Ky warned that new issues may emerge during the further course of the 777X certification that may lead to further discussions. “In the coming months, I am sure there will be tensions again, there will be disagreements, but that is what it is about,” he said. “It is part of the game.” Ky added, “certification projects are certification projects. Up until the end, there can be changes we’re not expecting. But so far, I think we have a common view with Boeing and the FAA on what needs to be done in order to reach the safety level that we all want.”
Following broad criticism that the FAA did not have the necessary level of oversight in the 737 MAX certification process, EASA had taken a more independent view on under what conditions the 737 MAX should be returned to service and has taken a deeper dive into 777X systems analytics than in previous programs.

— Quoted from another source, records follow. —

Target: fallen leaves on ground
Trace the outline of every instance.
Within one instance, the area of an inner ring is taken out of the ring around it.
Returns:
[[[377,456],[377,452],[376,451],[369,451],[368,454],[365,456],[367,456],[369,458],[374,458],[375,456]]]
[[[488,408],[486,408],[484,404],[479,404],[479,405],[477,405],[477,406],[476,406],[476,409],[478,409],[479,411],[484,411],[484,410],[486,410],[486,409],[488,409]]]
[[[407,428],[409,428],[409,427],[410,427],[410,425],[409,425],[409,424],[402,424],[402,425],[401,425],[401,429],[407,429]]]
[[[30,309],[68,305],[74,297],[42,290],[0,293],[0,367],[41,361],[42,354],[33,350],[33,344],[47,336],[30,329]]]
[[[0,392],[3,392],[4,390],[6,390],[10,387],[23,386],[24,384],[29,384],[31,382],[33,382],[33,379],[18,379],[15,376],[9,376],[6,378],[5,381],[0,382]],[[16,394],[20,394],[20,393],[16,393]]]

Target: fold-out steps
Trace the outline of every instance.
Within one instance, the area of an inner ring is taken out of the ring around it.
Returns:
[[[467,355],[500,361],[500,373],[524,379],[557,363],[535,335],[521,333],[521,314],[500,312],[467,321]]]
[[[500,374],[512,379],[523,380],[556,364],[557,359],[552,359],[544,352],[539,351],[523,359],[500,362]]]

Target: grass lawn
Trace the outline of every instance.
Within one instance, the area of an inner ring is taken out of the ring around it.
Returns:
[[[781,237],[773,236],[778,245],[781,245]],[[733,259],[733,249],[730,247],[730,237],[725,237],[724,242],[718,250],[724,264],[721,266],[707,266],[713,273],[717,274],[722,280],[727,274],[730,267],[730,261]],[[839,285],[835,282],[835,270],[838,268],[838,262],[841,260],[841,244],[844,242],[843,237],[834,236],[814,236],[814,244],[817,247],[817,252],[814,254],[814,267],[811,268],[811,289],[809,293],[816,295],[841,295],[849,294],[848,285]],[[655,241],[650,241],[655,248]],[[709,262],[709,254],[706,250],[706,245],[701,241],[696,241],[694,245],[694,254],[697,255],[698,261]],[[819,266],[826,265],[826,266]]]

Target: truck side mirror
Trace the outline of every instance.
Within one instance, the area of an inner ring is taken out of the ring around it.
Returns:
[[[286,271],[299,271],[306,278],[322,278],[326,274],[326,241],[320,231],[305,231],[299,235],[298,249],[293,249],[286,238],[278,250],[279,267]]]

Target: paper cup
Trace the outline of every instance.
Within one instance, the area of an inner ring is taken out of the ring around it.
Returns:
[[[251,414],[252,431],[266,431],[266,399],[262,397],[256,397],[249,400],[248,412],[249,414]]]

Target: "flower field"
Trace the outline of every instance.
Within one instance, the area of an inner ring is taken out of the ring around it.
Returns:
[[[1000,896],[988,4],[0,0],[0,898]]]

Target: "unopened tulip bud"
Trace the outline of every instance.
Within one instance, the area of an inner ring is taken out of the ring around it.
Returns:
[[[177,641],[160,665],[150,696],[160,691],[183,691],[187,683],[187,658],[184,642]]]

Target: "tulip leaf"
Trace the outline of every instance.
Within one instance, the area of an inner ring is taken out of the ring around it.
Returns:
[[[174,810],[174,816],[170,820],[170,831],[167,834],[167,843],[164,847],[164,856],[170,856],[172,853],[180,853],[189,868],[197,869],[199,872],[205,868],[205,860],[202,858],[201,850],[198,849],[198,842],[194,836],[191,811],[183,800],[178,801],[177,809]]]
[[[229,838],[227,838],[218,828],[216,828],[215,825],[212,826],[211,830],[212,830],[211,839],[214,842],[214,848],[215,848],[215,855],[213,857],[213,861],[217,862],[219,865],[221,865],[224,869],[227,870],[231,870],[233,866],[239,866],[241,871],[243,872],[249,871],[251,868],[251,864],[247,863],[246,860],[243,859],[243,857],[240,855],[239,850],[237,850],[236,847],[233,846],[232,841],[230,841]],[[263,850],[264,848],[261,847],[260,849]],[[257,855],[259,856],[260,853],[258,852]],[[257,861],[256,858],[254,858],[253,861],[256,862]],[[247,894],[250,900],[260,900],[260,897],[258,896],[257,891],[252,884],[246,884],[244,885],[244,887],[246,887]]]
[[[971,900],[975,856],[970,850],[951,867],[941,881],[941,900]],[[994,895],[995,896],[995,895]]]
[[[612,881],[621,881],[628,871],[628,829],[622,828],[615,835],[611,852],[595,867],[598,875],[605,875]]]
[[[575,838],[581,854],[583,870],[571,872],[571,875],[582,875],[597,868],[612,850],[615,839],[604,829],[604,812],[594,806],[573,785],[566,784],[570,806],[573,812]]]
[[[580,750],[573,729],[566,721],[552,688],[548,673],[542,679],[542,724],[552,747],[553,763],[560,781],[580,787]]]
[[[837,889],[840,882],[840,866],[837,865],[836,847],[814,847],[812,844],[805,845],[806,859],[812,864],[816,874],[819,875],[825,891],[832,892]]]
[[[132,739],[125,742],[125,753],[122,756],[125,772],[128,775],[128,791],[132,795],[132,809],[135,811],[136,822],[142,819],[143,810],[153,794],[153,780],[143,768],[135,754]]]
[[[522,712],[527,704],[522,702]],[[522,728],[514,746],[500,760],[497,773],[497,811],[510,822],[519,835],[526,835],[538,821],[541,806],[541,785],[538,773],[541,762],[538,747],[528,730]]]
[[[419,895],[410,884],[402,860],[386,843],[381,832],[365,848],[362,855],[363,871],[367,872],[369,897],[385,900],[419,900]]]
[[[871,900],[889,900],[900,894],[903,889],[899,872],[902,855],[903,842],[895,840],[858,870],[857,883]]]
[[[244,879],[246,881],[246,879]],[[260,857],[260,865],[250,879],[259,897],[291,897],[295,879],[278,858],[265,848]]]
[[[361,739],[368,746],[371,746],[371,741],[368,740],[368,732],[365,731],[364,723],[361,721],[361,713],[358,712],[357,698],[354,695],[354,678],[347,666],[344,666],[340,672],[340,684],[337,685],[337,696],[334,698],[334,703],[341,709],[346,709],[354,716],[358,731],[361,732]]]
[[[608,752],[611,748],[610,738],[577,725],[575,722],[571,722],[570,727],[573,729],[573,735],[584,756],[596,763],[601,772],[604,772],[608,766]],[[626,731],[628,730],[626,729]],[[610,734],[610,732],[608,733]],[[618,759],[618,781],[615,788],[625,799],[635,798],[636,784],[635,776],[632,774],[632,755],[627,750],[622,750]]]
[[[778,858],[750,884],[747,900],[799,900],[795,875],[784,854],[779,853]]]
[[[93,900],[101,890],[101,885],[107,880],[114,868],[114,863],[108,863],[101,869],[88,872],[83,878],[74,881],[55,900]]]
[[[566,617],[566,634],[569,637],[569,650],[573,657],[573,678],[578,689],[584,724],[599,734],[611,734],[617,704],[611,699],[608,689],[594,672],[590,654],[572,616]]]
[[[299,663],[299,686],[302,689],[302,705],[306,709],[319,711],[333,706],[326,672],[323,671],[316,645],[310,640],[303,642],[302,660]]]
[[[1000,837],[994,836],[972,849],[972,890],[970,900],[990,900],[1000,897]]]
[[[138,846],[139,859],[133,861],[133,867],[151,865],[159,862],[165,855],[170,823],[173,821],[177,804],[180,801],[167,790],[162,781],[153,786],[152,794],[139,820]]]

But Ky said the subsequent process has brought the FAA and EASA closer again. “It is in difficult discussions that you build the relationship. Because of different points of views on topics, it forced people to sit down together and to try to explain their points in several ways,” Ky said. “It has inevitably created tensions at some stage, of course, but because we have a common solution, there is a sense of we have been working together on this.”
That approach has also been key for the ongoing certification campaign of the Airbus A321XLR. “We spent a lot of time on this and had a very controversial discussion with Airbus about it in particular on the flammability of the rear center tank (RCT),” Ky said. “We wanted to make sure that the FAA would be fully on board with us in the discussion. We are in that case of course the primary certification authority and the FAA is the validating authority. But it would not make sense for us to propose a new design that Airbus is implementing, and the FAA comes three months later with different requirements. We were very keen to associate the FAA to all the discussions we were having with Airbus.”
As in the case of the 777X, “we found a good way to work together with the FAA and Airbus. We are converging on a common understanding of what is a suitable design of the RCT in terms of safety and flammability and how we can move forward on the certification of the XLR.” Ky did not reveal technical details of the proposed solution.